Artist Statement

Chronic Fantasia, 2015
2D and 3D works on paper

Chronic Fantasia references the intimate connection between the resting body and the bed covers while additional markings range from a connect-the-dots game to tattoos, freckles, fine tracings of scars and other age-related blemishes. Implicit in this imagery is a Pandora's box of taboos and the work may be seen as brazen trespass into privacy as viewers sense the presence of their own body in a bed, their own skin on display. This is indicative of heavy cultural repulsion. Viewers feel vulnerable as if these pictures are contagious. I suspect that the prints also excite the tactile sense as the desire to touch…what?…a body. They suddenly pull away. I encourage and specifically invite this response hoping the viewer will realize how absurd it is. John Berger reacts differently.

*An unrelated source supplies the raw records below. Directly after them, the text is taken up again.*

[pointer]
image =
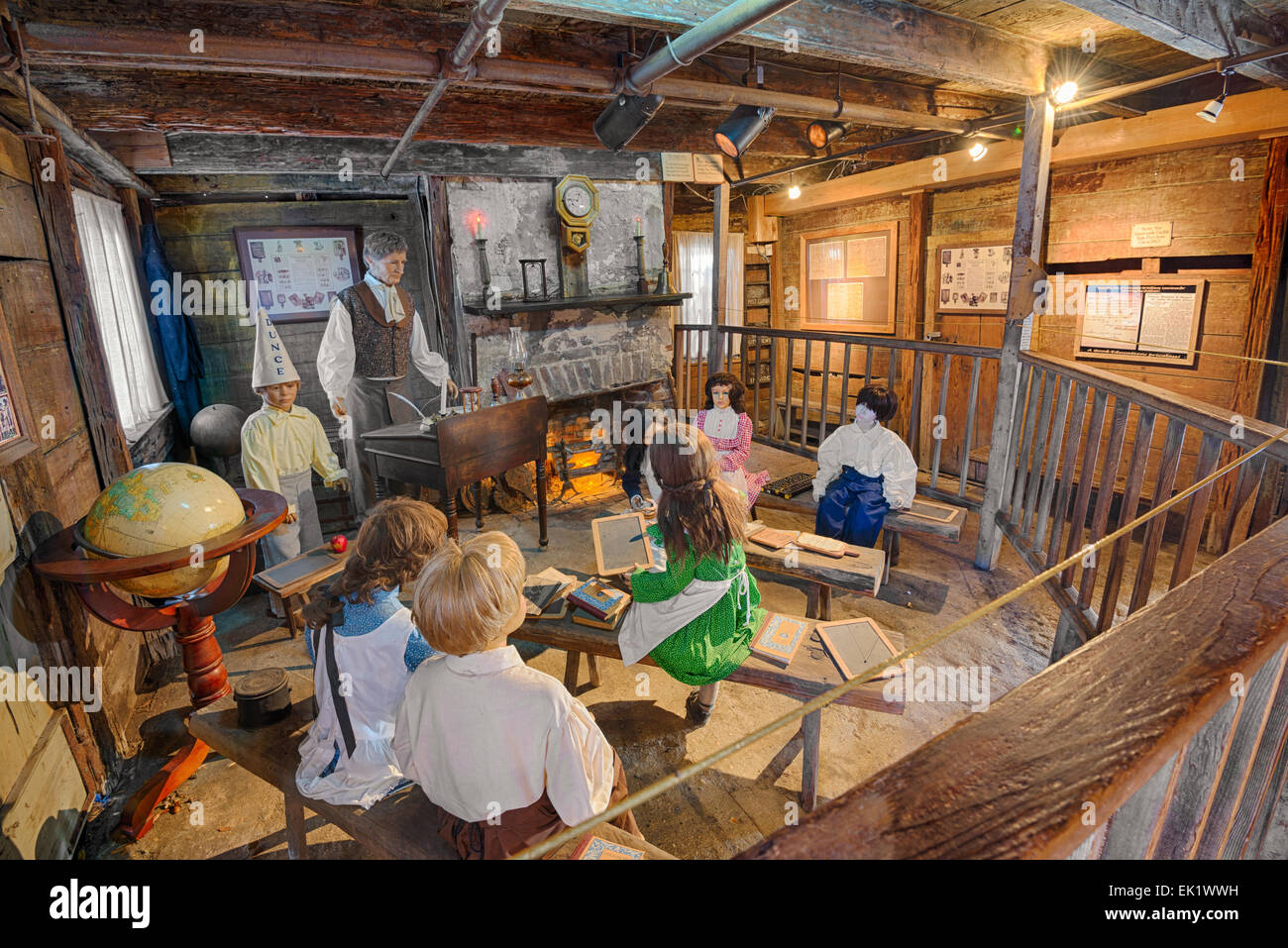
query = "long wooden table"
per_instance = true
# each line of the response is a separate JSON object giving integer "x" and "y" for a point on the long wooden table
{"x": 861, "y": 574}
{"x": 809, "y": 675}
{"x": 402, "y": 826}
{"x": 781, "y": 463}
{"x": 463, "y": 450}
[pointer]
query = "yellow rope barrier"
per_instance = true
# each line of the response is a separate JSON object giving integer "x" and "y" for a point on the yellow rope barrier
{"x": 684, "y": 773}
{"x": 1061, "y": 331}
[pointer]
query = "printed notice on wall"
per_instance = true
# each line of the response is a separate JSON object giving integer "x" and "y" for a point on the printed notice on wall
{"x": 974, "y": 279}
{"x": 827, "y": 261}
{"x": 677, "y": 166}
{"x": 707, "y": 168}
{"x": 1133, "y": 321}
{"x": 1155, "y": 235}
{"x": 845, "y": 301}
{"x": 866, "y": 257}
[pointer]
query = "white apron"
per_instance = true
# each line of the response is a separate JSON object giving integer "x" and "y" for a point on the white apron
{"x": 372, "y": 673}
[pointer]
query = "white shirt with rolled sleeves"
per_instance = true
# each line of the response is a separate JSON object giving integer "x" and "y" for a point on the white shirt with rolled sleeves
{"x": 879, "y": 451}
{"x": 336, "y": 356}
{"x": 483, "y": 734}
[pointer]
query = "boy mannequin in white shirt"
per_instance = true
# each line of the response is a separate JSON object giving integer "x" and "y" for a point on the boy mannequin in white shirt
{"x": 863, "y": 472}
{"x": 502, "y": 750}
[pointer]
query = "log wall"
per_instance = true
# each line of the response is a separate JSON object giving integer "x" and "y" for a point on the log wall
{"x": 55, "y": 483}
{"x": 1093, "y": 209}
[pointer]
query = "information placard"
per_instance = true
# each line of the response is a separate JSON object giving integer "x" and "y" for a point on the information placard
{"x": 974, "y": 278}
{"x": 1132, "y": 320}
{"x": 296, "y": 272}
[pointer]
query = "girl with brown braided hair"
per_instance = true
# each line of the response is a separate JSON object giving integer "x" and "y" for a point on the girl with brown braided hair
{"x": 365, "y": 648}
{"x": 696, "y": 609}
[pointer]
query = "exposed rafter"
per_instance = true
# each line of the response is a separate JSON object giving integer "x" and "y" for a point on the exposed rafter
{"x": 1207, "y": 30}
{"x": 877, "y": 33}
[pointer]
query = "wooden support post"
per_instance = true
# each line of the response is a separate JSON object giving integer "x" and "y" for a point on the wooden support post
{"x": 811, "y": 727}
{"x": 296, "y": 836}
{"x": 1025, "y": 252}
{"x": 439, "y": 254}
{"x": 719, "y": 275}
{"x": 1267, "y": 254}
{"x": 52, "y": 180}
{"x": 914, "y": 309}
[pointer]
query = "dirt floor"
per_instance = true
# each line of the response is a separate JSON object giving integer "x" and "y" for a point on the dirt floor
{"x": 226, "y": 813}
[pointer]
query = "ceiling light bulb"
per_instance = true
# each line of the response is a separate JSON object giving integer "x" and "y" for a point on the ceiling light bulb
{"x": 741, "y": 128}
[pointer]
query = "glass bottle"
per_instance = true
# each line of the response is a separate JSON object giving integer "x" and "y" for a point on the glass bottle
{"x": 519, "y": 376}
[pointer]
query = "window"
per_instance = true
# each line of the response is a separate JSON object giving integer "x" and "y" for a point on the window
{"x": 694, "y": 269}
{"x": 114, "y": 288}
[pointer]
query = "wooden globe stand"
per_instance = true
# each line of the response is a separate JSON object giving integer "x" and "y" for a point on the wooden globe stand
{"x": 60, "y": 558}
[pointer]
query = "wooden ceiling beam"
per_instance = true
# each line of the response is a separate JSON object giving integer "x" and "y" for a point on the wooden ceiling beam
{"x": 54, "y": 46}
{"x": 1207, "y": 30}
{"x": 1250, "y": 115}
{"x": 880, "y": 34}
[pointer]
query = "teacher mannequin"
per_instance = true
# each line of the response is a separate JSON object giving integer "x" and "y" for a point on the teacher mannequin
{"x": 373, "y": 334}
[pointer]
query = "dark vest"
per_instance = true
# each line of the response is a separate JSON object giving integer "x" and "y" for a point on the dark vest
{"x": 380, "y": 348}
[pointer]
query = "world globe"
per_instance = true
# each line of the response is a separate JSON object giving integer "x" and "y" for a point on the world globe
{"x": 159, "y": 507}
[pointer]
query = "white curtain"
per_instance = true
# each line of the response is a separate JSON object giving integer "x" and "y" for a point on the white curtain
{"x": 694, "y": 270}
{"x": 114, "y": 288}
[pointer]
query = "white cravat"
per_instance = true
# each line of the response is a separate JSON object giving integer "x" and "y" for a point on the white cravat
{"x": 336, "y": 355}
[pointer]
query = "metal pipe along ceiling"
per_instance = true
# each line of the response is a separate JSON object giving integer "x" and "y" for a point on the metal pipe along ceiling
{"x": 484, "y": 18}
{"x": 699, "y": 39}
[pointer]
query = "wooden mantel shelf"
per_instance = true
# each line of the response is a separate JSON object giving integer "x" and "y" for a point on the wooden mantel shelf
{"x": 621, "y": 304}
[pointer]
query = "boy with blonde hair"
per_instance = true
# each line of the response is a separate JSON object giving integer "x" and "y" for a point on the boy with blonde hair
{"x": 505, "y": 751}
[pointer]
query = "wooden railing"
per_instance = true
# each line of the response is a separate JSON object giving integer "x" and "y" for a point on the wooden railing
{"x": 1063, "y": 475}
{"x": 1160, "y": 738}
{"x": 802, "y": 385}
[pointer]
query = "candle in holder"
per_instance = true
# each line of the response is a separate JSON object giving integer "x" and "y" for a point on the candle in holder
{"x": 642, "y": 282}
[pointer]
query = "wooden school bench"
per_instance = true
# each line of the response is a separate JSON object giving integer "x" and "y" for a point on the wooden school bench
{"x": 781, "y": 463}
{"x": 862, "y": 574}
{"x": 403, "y": 826}
{"x": 809, "y": 675}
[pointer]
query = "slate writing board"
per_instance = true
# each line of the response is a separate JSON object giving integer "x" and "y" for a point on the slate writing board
{"x": 855, "y": 646}
{"x": 621, "y": 544}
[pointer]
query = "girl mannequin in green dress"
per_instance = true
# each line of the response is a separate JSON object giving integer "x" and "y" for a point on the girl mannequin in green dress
{"x": 697, "y": 608}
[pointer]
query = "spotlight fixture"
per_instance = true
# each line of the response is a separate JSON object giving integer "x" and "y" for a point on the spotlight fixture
{"x": 820, "y": 134}
{"x": 623, "y": 117}
{"x": 741, "y": 129}
{"x": 1212, "y": 111}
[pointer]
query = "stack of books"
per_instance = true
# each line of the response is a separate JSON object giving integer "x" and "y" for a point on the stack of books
{"x": 544, "y": 592}
{"x": 597, "y": 604}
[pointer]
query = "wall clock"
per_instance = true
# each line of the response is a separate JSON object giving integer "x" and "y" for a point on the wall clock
{"x": 578, "y": 206}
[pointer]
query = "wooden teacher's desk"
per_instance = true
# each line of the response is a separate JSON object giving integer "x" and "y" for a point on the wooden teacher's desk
{"x": 462, "y": 450}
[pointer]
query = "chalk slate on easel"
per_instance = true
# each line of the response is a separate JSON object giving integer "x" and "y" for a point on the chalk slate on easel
{"x": 621, "y": 544}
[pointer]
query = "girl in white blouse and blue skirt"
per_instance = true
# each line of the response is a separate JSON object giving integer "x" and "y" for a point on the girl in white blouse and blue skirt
{"x": 863, "y": 472}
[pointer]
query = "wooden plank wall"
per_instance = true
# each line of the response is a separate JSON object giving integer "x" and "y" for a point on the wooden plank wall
{"x": 198, "y": 244}
{"x": 1093, "y": 209}
{"x": 56, "y": 483}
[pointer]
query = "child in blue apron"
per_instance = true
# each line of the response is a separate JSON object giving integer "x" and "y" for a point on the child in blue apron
{"x": 365, "y": 648}
{"x": 863, "y": 472}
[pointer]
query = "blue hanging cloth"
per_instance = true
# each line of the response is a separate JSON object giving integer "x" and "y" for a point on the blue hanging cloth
{"x": 174, "y": 338}
{"x": 853, "y": 509}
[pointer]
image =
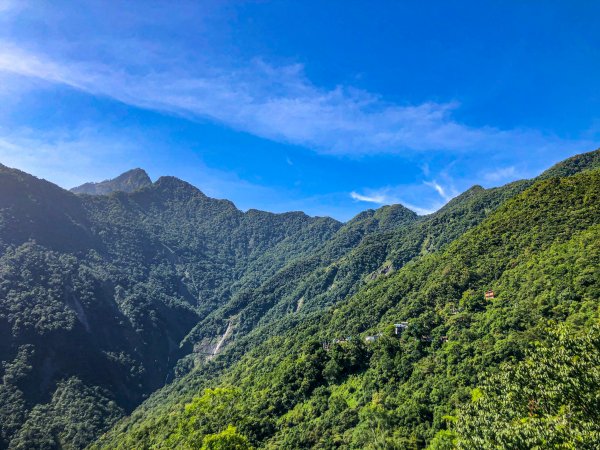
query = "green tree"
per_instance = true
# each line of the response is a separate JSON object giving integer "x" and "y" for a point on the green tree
{"x": 549, "y": 400}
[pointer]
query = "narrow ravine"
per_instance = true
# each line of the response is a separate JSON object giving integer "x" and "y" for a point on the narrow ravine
{"x": 222, "y": 340}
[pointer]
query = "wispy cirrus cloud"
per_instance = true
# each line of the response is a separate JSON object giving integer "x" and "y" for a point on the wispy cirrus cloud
{"x": 379, "y": 199}
{"x": 275, "y": 102}
{"x": 413, "y": 196}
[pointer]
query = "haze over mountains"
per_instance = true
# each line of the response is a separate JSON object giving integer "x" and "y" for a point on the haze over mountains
{"x": 129, "y": 181}
{"x": 113, "y": 290}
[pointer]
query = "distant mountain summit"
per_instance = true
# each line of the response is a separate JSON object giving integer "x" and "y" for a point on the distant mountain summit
{"x": 130, "y": 181}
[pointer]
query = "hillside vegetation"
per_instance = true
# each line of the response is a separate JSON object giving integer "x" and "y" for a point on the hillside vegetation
{"x": 280, "y": 387}
{"x": 152, "y": 316}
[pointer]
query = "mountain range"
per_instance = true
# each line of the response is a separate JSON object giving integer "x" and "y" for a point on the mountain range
{"x": 140, "y": 314}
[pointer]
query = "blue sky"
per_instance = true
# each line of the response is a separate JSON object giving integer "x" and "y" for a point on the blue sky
{"x": 328, "y": 107}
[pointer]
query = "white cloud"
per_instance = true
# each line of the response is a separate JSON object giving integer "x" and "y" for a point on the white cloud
{"x": 274, "y": 102}
{"x": 378, "y": 198}
{"x": 445, "y": 193}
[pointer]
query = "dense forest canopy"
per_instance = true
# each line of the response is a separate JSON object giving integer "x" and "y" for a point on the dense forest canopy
{"x": 256, "y": 324}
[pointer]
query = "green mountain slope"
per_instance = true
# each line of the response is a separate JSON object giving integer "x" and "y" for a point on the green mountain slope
{"x": 129, "y": 181}
{"x": 98, "y": 292}
{"x": 538, "y": 252}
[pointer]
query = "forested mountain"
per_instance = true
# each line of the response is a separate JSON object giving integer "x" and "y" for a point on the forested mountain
{"x": 98, "y": 292}
{"x": 129, "y": 181}
{"x": 105, "y": 298}
{"x": 312, "y": 381}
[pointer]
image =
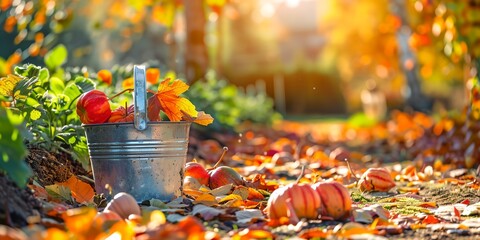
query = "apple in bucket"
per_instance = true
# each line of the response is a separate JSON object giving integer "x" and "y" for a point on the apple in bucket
{"x": 131, "y": 156}
{"x": 93, "y": 107}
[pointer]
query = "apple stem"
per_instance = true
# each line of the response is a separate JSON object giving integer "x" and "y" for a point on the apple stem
{"x": 351, "y": 171}
{"x": 301, "y": 174}
{"x": 120, "y": 93}
{"x": 225, "y": 149}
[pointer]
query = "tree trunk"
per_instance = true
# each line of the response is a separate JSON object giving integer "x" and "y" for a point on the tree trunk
{"x": 196, "y": 56}
{"x": 416, "y": 99}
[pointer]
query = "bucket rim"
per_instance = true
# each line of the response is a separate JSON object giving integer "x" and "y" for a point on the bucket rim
{"x": 131, "y": 123}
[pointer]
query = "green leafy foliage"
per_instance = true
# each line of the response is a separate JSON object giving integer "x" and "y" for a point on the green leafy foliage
{"x": 47, "y": 103}
{"x": 229, "y": 105}
{"x": 12, "y": 148}
{"x": 56, "y": 57}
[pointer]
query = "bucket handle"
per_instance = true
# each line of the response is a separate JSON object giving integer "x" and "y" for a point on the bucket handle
{"x": 140, "y": 98}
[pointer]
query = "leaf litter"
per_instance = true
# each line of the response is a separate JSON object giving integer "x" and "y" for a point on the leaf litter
{"x": 435, "y": 195}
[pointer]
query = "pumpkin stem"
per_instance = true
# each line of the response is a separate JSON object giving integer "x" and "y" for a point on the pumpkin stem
{"x": 301, "y": 174}
{"x": 225, "y": 149}
{"x": 120, "y": 93}
{"x": 351, "y": 172}
{"x": 292, "y": 216}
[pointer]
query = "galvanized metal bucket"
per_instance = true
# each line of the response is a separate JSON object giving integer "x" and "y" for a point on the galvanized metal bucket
{"x": 145, "y": 159}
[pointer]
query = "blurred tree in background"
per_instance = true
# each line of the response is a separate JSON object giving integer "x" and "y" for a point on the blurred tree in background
{"x": 327, "y": 50}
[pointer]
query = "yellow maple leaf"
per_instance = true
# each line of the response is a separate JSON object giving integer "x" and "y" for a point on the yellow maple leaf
{"x": 8, "y": 83}
{"x": 202, "y": 118}
{"x": 169, "y": 101}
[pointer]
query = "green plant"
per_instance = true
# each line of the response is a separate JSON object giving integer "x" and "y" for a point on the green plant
{"x": 12, "y": 148}
{"x": 46, "y": 102}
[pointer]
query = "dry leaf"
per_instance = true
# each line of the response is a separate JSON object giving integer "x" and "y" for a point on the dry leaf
{"x": 249, "y": 216}
{"x": 206, "y": 212}
{"x": 81, "y": 191}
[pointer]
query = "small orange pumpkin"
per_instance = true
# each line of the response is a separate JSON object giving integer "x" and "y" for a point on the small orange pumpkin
{"x": 336, "y": 201}
{"x": 302, "y": 198}
{"x": 376, "y": 179}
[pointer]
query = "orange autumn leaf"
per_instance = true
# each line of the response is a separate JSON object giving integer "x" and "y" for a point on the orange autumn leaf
{"x": 430, "y": 219}
{"x": 202, "y": 118}
{"x": 39, "y": 191}
{"x": 153, "y": 75}
{"x": 168, "y": 100}
{"x": 5, "y": 4}
{"x": 81, "y": 191}
{"x": 127, "y": 83}
{"x": 254, "y": 234}
{"x": 55, "y": 233}
{"x": 105, "y": 76}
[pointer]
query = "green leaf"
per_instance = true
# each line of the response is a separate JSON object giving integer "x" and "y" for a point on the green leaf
{"x": 43, "y": 75}
{"x": 72, "y": 90}
{"x": 57, "y": 85}
{"x": 12, "y": 149}
{"x": 84, "y": 84}
{"x": 56, "y": 57}
{"x": 80, "y": 151}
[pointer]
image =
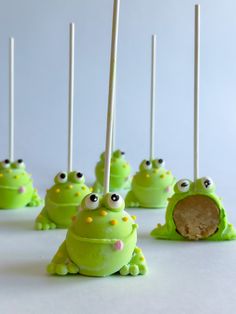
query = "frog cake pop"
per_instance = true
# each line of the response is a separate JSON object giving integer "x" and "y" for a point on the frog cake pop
{"x": 152, "y": 185}
{"x": 195, "y": 212}
{"x": 101, "y": 241}
{"x": 16, "y": 184}
{"x": 69, "y": 188}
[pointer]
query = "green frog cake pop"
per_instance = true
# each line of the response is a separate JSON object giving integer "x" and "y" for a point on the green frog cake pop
{"x": 16, "y": 184}
{"x": 152, "y": 185}
{"x": 102, "y": 239}
{"x": 69, "y": 188}
{"x": 195, "y": 212}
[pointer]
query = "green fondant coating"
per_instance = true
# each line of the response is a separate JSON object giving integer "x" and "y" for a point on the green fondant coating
{"x": 16, "y": 186}
{"x": 100, "y": 242}
{"x": 150, "y": 187}
{"x": 61, "y": 203}
{"x": 168, "y": 231}
{"x": 119, "y": 173}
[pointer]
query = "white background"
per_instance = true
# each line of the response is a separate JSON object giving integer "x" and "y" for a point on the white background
{"x": 184, "y": 277}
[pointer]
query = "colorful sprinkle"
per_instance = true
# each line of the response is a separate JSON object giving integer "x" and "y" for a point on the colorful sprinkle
{"x": 113, "y": 222}
{"x": 21, "y": 189}
{"x": 119, "y": 245}
{"x": 89, "y": 220}
{"x": 102, "y": 213}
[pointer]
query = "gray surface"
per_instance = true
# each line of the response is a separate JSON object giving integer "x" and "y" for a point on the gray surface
{"x": 185, "y": 277}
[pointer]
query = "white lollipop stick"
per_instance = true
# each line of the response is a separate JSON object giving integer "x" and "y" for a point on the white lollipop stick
{"x": 196, "y": 90}
{"x": 11, "y": 99}
{"x": 153, "y": 98}
{"x": 71, "y": 97}
{"x": 111, "y": 96}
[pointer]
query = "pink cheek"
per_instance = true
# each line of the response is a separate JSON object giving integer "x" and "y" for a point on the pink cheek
{"x": 21, "y": 189}
{"x": 119, "y": 245}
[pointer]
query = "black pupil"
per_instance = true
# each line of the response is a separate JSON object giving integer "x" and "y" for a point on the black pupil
{"x": 115, "y": 197}
{"x": 207, "y": 183}
{"x": 93, "y": 198}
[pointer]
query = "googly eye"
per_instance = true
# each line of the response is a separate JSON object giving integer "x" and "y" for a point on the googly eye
{"x": 114, "y": 200}
{"x": 147, "y": 165}
{"x": 62, "y": 177}
{"x": 78, "y": 176}
{"x": 92, "y": 201}
{"x": 183, "y": 185}
{"x": 159, "y": 163}
{"x": 207, "y": 183}
{"x": 20, "y": 163}
{"x": 6, "y": 163}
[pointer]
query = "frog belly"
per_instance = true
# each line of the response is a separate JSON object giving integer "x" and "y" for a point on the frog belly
{"x": 11, "y": 197}
{"x": 97, "y": 257}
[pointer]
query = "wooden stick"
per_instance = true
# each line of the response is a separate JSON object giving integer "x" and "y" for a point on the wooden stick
{"x": 11, "y": 99}
{"x": 153, "y": 98}
{"x": 71, "y": 97}
{"x": 196, "y": 90}
{"x": 111, "y": 96}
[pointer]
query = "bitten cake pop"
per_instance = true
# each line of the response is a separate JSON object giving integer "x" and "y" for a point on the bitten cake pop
{"x": 152, "y": 185}
{"x": 69, "y": 188}
{"x": 102, "y": 239}
{"x": 195, "y": 212}
{"x": 16, "y": 185}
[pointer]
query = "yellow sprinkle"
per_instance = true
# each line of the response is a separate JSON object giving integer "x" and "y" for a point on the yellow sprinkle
{"x": 113, "y": 222}
{"x": 89, "y": 220}
{"x": 102, "y": 213}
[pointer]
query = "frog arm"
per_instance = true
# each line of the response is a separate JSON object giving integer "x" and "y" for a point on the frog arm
{"x": 35, "y": 200}
{"x": 136, "y": 266}
{"x": 131, "y": 200}
{"x": 43, "y": 222}
{"x": 61, "y": 263}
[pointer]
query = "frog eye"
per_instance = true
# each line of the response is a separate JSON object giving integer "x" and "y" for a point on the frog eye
{"x": 20, "y": 163}
{"x": 147, "y": 165}
{"x": 61, "y": 177}
{"x": 6, "y": 163}
{"x": 79, "y": 177}
{"x": 92, "y": 201}
{"x": 207, "y": 183}
{"x": 159, "y": 163}
{"x": 114, "y": 200}
{"x": 183, "y": 185}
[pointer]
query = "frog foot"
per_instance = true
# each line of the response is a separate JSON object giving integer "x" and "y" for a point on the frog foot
{"x": 36, "y": 200}
{"x": 137, "y": 265}
{"x": 62, "y": 269}
{"x": 43, "y": 223}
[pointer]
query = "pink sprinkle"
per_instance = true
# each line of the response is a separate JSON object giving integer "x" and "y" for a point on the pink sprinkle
{"x": 119, "y": 245}
{"x": 21, "y": 189}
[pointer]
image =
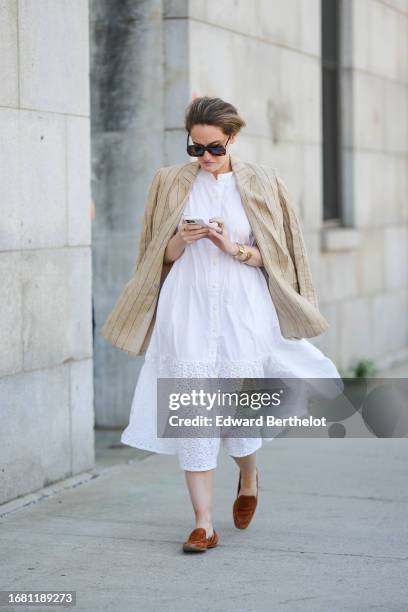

In The Shape of a Pocket, he describes his own experience of Frida Kahlo’s work as “double touch”, an awareness of the touch of the tiny brush upon his skin that accompanies his looking at the painting. I recognize this sympathetic impulse as I roll the ballpoint pen across the paper “skin” and synesthetically experience the feel of the pen ball on my skin. And like the aforementioned child, it may feel subversive. This very interior, bodily, approach to artmaking is intimate, but perhaps mistaken as perverse. My actual motivation is to break the cultural norm, to create sensuality that is independent of sexuality, to see the melding of the body with the bed as a common experience and the time that is spent there to be rich: with game playing, cutting and poking, star gazing – the humor and tragedy alike, a fantasia.
The work is also a documentation of slow time, both the extended time required to accommodate physical and mental disabilities, and the time needed for recuperation, especially during chronic illness. I repeat segments, patterns and motifs over and over again in an evocation of this slow time in which action is subtle or nearly non-existent. Frida Kahlo, when confined to a cast for months at a time doodled extensively on it, “drawing through time” as it were, leaving evidence of her time imprisoned in her own body cast. It is this giving up or giving in to the collapse of active time, and strategies for surrendering oneself to physical passivity, that interests me.